Mary Whelan, assistant professor in the Department of Environmental Sciences, won a prestigious CAREER Award from the National Scientific Foundation (NSF) for the project, “Constraining land carbon uptake on regional and global scales by enabling the interpretation of two decades of trace gas measurements.” The five-year, $607,772 award from NSF’s Atmospheric Chemistry division is from March 2023 to February 2028.
The CAREER award is among the NSF’s “most prestigious awards in support of early-career faculty who have the potential to serve as academic role models in research and education and to lead advances in the mission of their department or organization.”
After earning a doctoral degree from the University of California-Berkeley, Whelan joined the Department of Environmental Sciences at Rutgers in 2019. Some of her dynamic research portfolio was covered in a 2020 Rutgers article.
Whelan is excited about the CAREER award and shared what she is studying in this NSF-funded research project with SEBS/NJAES Newsroom.
What is being studied in this project?
This study focuses on how leaf litter (think the leaves you might rake up) and bryophytes (like moss) change the flow of matter into and out of forests.

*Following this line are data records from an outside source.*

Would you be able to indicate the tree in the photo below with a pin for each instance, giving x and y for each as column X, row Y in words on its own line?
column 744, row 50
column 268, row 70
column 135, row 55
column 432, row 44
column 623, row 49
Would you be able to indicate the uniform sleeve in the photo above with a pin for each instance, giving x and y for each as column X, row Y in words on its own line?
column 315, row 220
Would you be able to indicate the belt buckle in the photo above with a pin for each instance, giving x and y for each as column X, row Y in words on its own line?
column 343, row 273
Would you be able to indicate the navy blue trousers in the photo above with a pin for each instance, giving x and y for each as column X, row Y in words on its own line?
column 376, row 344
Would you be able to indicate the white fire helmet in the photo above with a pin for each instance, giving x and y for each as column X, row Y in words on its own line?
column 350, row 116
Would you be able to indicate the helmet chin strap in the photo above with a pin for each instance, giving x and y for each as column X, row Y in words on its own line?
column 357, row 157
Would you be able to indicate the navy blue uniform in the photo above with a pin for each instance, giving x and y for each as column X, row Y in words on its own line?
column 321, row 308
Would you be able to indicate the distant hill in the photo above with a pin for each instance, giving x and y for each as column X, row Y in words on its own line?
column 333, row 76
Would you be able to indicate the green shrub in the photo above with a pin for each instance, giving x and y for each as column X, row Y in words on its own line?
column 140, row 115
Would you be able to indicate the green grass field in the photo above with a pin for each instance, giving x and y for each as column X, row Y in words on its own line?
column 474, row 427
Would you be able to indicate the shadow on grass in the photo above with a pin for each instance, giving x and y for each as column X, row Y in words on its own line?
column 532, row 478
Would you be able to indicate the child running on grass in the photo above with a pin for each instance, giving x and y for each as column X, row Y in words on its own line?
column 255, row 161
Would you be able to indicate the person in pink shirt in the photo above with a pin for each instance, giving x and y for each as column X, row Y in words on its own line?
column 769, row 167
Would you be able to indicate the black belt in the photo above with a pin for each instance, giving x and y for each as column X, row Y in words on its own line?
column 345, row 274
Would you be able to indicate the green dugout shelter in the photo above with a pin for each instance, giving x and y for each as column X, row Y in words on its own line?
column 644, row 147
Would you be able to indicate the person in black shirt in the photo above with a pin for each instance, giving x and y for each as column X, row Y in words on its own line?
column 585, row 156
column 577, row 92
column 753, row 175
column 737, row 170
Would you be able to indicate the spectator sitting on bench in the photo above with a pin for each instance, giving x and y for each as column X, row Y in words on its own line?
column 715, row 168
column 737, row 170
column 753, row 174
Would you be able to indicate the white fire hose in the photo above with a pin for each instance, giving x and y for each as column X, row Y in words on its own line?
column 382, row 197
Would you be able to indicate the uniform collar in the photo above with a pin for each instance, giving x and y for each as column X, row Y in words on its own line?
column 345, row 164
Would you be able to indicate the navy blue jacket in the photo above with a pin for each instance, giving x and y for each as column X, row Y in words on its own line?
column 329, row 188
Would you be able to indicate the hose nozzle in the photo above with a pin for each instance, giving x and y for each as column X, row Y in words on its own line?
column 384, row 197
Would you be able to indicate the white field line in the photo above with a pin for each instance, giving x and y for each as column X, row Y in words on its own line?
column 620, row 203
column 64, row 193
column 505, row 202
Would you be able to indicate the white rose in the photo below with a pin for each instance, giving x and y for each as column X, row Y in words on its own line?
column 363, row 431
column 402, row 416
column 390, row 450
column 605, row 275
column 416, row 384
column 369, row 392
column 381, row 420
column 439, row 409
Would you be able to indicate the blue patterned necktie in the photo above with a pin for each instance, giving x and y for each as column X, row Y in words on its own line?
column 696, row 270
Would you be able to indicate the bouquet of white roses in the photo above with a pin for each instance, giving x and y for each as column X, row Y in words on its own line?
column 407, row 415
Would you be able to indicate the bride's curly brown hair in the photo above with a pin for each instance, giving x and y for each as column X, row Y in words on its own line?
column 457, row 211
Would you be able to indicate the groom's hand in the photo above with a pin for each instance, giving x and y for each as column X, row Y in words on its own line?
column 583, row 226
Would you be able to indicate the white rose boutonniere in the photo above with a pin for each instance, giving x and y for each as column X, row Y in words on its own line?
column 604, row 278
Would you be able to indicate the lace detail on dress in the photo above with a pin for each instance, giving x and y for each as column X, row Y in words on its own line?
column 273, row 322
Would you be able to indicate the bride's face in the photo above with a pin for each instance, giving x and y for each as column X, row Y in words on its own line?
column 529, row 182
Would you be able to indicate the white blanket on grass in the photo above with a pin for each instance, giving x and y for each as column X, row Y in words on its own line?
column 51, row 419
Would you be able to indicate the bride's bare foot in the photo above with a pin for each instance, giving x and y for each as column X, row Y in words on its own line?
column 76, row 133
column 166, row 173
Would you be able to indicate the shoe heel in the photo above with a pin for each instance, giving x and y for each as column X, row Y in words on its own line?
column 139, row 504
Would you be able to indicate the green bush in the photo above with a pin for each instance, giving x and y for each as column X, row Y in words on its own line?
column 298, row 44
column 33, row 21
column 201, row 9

Ecosystems affect what’s in the air. For example, plant photosynthesis takes up CO2 and microbes in the soil respire CO2. Over many decades, many smart people have studied these interactions in a rigorous way, but there are persistent differences between field observations and our process-based understanding represented in models. One component that is often missing from global models is the fuzzy, sticky, leafy, inconveniently diverse layer of stuff on top of soil. In a forest, this acts as a gatekeeper between what is going on in the soil and interactions with the atmosphere.
What are your objectives?
Ultimately, we want to quantify land carbon uptake over whole continents. Plants take up CO2 through small openings on their leaves called stomata. At the same time, plant roots and soil microbes respire nearly as much CO2. Carbonyl sulfide (OCS) is a gas present everywhere in the atmosphere that gets taken up by plants along with CO2. Few living things on land create OCS. If we measure OCS uptake over a forest, we can get an integrated picture of how much CO2 the plants can take up, without quantifying CO2 respiration. The National Ocean and Atmospheric Administration has been making measurements of OCS in the air over North America for two decades. Our study will fill in remaining knowledge gaps around OCS surface interactions to make greater use of this valuable, long-term dataset.
In a boreal forest like Howland Forest in Maine, much of the groundcover has moss, fallen logs, sticks and leaves. Moss can take up OCS like a plant would, but moss don’t have regulated openings. Fallen sticks and “dead” leaves are home to extensive microbial communities. This likely complicates the OCS tracer method. We plan to study and quantify how all the cool stuff on the forest floor changes the conversation between the atmosphere and the forest.
Why does this research matter?
Right now, about a quarter of the CO2 released from fossil fuels is taken up by land ecosystems. Since there is so much respiration happening at the same time and place, it is impossible to tell how much photosynthesis counterbalances respiration through observations of CO2 alone. Sharpening our ability to use OCS as a tracer for land carbon uptake will clarify how much photosynthesis is occurring and how much we can rely on this free carbon removal in the future.